O primatólogo da Universidade Emory Frans de Waal, que não esteve envolvido no estudo sobre os bodião-limpadores, não está totalmente convencido de que esses peixes tenham passado no teste originalmente planejado. “Quando li o artigo”, ele diz, “fiquei um pouco duvidoso sobre o comportamento que eles relatam e sobre o fato de não poderem fazer uma marca puramente visual”. No teste clássico, uma marca é simplesmente pintada no animal. Mas a injeção necessária para os pares de peixes é uma estimulação tátil – a irritação física da aplicação – com a sugestão visual. Jordan observa que isso torna mais difícil comparar diretamente as respostas dos bodião-limpadores com as dos macacos, elefantes e outros animais superficialmente marcados.
Tons de cinza
“Estes peixes estavam fazendo coisas incomuns”, diz Jordan. E embora ele sustente que eles passaram de forma convincente no teste do espelho, ele não afirma que isso necessariamente significa que eles possuem uma autoconsciência semelhante à humana.

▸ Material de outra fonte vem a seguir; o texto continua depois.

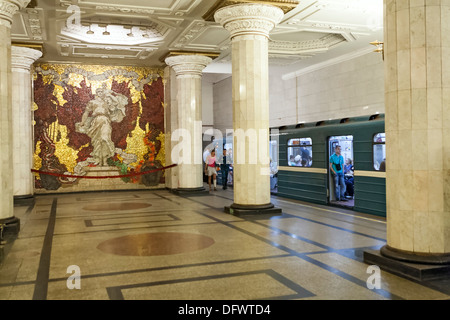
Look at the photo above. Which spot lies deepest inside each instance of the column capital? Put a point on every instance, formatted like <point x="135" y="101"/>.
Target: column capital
<point x="249" y="19"/>
<point x="188" y="65"/>
<point x="22" y="57"/>
<point x="8" y="8"/>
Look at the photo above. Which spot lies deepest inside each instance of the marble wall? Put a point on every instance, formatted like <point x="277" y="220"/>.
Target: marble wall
<point x="347" y="89"/>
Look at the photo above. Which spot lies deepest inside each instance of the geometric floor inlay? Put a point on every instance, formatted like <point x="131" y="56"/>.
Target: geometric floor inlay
<point x="156" y="244"/>
<point x="116" y="206"/>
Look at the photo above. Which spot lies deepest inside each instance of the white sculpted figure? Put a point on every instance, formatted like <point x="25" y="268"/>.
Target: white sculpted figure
<point x="106" y="107"/>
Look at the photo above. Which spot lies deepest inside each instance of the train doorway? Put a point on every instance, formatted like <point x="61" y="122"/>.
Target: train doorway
<point x="342" y="196"/>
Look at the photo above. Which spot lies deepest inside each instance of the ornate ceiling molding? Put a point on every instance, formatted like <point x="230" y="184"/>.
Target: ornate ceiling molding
<point x="316" y="45"/>
<point x="22" y="57"/>
<point x="285" y="5"/>
<point x="191" y="65"/>
<point x="8" y="8"/>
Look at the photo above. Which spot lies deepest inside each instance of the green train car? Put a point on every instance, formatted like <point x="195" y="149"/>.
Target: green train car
<point x="303" y="162"/>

Tanto ele como De Waal dizem que a maneira como os cientistas cognitivos historicamente pensavam em autoconsciência – em termos de “tudo ou nada” – precisa de uma revisão geral. “Não estamos muito confortáveis com esse tipo de pensamento em preto e branco”, diz de Waal. Talvez a autoconsciência exista em um continuum, com humanos e outros macacos dum dos extremos. “Precisamos pensar mais sobre a autoconsciência, e isso é talvez o que este estudo de peixes vai estimular”, acrescenta ele.
De Waal compara o bodião-limpador com alguns tipos de macacos, que eventualmente demonstram uma compreensão de que o animal no espelho não é um estranho desconhecido, e pode até usar espelhos como ferramentas para encontrar comida escondida. Mas os macacos não passam completamente no teste. “Essa é a minha conclusão no momento em que [bodião-limpadores] operam no nível de um macaco”, diz ele. Mas ainda assim, “é realmente notável para um peixe.”